Finance Minister, Dr. Zainab Ahmed yesterday disclosed that the 2020 Finance Bill before the National Assembly when passed into will exempt minimum wage earners from Personal Income Tax, PTI.

 

The Minister who disclosed this at a Public Hearing on the 2020 Finance Bill organized by the House Committee on Finance also disclosed that the federal government has no plan to introduce new taxes in 2021 explaining that the Bill will also exempt small companies from company income tax.

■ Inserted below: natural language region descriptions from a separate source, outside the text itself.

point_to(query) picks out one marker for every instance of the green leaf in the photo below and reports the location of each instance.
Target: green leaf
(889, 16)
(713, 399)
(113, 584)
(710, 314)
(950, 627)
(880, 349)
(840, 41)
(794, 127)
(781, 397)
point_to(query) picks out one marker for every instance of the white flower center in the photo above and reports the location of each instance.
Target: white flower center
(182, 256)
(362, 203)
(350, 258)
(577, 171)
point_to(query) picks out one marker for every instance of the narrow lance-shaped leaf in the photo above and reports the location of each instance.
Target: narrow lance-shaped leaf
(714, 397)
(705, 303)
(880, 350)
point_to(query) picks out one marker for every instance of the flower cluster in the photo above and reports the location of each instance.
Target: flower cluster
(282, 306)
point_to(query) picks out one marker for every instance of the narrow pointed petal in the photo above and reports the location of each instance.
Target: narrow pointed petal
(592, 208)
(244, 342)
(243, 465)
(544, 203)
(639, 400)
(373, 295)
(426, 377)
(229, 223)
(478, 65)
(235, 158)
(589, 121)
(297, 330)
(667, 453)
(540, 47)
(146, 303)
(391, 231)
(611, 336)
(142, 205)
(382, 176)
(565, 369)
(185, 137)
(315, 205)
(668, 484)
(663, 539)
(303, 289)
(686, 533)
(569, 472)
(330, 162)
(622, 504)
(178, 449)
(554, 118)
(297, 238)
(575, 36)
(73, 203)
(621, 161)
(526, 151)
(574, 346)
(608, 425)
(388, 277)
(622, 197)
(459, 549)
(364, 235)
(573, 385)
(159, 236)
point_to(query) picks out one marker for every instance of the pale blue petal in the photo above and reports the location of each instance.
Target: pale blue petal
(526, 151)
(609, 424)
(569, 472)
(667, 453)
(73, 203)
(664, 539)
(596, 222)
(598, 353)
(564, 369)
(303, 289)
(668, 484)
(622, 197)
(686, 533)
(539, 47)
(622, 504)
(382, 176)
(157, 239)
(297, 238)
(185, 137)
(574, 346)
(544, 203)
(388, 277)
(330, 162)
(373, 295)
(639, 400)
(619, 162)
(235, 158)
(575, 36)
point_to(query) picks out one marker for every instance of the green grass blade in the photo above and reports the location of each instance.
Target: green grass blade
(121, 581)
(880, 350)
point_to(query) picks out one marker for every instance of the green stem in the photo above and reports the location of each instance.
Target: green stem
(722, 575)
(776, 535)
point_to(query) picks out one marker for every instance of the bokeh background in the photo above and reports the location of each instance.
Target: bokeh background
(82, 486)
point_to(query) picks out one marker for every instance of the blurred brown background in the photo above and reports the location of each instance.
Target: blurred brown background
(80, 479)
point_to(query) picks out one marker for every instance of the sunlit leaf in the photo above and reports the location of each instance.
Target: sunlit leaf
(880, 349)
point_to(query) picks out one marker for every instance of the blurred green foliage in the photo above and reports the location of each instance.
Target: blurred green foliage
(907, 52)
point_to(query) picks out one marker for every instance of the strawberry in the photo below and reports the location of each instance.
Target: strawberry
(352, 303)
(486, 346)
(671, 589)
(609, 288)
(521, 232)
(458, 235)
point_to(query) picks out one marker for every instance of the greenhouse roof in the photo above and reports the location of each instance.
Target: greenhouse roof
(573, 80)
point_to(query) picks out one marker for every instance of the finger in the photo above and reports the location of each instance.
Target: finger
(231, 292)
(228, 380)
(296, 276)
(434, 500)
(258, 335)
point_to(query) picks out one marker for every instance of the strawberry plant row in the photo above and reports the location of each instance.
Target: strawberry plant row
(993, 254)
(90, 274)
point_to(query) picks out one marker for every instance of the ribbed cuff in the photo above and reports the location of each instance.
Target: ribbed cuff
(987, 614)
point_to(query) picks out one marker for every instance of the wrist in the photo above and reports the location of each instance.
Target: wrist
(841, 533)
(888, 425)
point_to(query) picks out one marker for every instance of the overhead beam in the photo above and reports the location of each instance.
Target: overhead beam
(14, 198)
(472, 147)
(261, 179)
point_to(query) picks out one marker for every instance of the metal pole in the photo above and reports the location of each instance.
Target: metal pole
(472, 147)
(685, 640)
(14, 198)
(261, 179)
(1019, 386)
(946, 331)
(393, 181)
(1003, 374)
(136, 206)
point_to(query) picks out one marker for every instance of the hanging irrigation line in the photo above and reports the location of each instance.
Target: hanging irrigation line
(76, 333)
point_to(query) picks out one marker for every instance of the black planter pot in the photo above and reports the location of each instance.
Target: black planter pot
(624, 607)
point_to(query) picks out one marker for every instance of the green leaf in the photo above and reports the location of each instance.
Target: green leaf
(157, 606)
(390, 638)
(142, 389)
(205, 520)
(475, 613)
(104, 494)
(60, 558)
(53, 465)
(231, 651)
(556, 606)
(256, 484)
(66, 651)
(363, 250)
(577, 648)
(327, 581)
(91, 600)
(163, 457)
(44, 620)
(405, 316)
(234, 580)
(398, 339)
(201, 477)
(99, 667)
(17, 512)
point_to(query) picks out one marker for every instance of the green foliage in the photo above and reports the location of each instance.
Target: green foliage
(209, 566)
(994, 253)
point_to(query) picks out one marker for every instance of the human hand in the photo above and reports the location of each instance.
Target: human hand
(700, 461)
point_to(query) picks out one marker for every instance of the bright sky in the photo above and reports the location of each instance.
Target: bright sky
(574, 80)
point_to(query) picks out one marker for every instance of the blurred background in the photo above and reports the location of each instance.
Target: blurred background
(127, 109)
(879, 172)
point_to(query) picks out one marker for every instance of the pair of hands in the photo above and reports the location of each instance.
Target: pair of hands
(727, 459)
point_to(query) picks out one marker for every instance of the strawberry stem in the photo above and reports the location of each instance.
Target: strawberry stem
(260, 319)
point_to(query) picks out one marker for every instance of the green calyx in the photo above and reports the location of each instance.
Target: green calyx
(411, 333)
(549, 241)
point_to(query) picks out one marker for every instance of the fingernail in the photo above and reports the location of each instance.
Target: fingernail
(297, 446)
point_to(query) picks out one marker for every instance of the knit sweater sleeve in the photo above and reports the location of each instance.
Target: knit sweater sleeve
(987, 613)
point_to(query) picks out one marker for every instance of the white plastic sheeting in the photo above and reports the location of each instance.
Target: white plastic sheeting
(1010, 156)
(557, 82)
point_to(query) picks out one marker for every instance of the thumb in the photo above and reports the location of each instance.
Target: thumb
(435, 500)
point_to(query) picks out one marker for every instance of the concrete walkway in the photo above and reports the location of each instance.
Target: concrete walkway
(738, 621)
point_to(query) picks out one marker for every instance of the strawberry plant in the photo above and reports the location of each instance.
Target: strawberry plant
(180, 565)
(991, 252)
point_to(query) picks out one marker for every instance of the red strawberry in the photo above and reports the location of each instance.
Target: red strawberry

She said rather, the government is making efforts to reduce the tax burden on the Nigerian people in view of the current economic situation occasioned by the COVID-19 pandemic and the fall in the prices of crude oil in the international market.

 

According to her, the Bill will also make comprehensive reforms in the nation’s tax laws which according to her are aimed at exempting small companies from paying company income tax and that the Bill is expected to pave way for the government to generate revenue to fund the 2021 budget.

 

On his part, the Speaker of the House of Representatives, Hon. Femi Gbajabiamila assured of a quick passage of the Bill which he said was critical to the success of the 2021 budget as it made provisions to support the recovery of the Nigerian economy from the impact of the COVID-19 pandemic.

 

Speaking further, Ahmed said further that the major reason behind the Bill was to address issues that were lacking in the 2019 Finance Bill as well as deepen the innovations, adding that the 2020 proposal dealt largely with taxation and tax administration, adding that about 1740 persons representing various professional bodies, academics, International Development partners, civil society organizations, the private sector as well as key Federal Ministries, Departments and Agencies took part in the process of drafting the bill.

 

She also said that the draft bill was subjected to serious debate before the Federal Executive Council and to the National Economic Council before it was transmitted to the National Assembly.

 

According to her, the principle that guided the finance bill is the need to adopt critical counter-cyclical fiscal policy because we need to be able to adequately respond to economic challenges that are occasioned by the Covid-19 pandemic and the crash in crude oil prices.

 

 

She stressed that “We also need to defer tax rate increases to the domestic economic sufficiently recover and reduce the compliance burden on taxpayers in line with the ease of doing business reforms

 

“The second principle is the need to reform fiscal incentives policies to help reduce the proliferation of fiscal incentives by carefully assessing cost vs benefit of tax incentives and prioritize job creation, growth and incentives”.

 

She said further that “the government also need closer coordination of monetary, trade and fiscal, adding that this is necessary so that government will be able to align existing tax incentives for lending to agriculture with the recent CBN moratorium and interest rate reduction for agriculture and real sector loans, reform the stamp duty level on banking transaction and make provisions that will help harness funds in form of unclaimed dividends and an unclaimed bank balance that has been sitting idle”.

 

Ahmed stressed that when passed into law, the bill is expected to promote fiscal equity by removing double taxation on companies during commencement and cessation of business, simplify the basis for calculating minimum tax, and exempt profits that had been taxed from further taxation in the form of excess dividends.

 

The law she said aimed to align domestic tax laws with global best practices by introducing significant economic presence rules for taxation of non-resident companies, while also introducing tax incentives for infrastructure and capital market as well as support small business through tax exemption of small businesses from company income tax and reduction in VAT compliance burden for small companies.

 

The law will also increase revenue for the government as it supports the increase of VAT from 5 to 7.5 percent and will also introduce legislative backing for banks to charge stamp duties on electronic receipts.

 

She maintained that “What we don’t have in the finance bill 2020 is an increase in tax. There are no new taxes that are being introduced and there is no increase in taxes. There are also no new incentives that have been introduced in this bill and will introduce tax reform that has been introduced is geared towards supporting financial stimulus while there are also tax measures that are short, focused, and uncontroversial.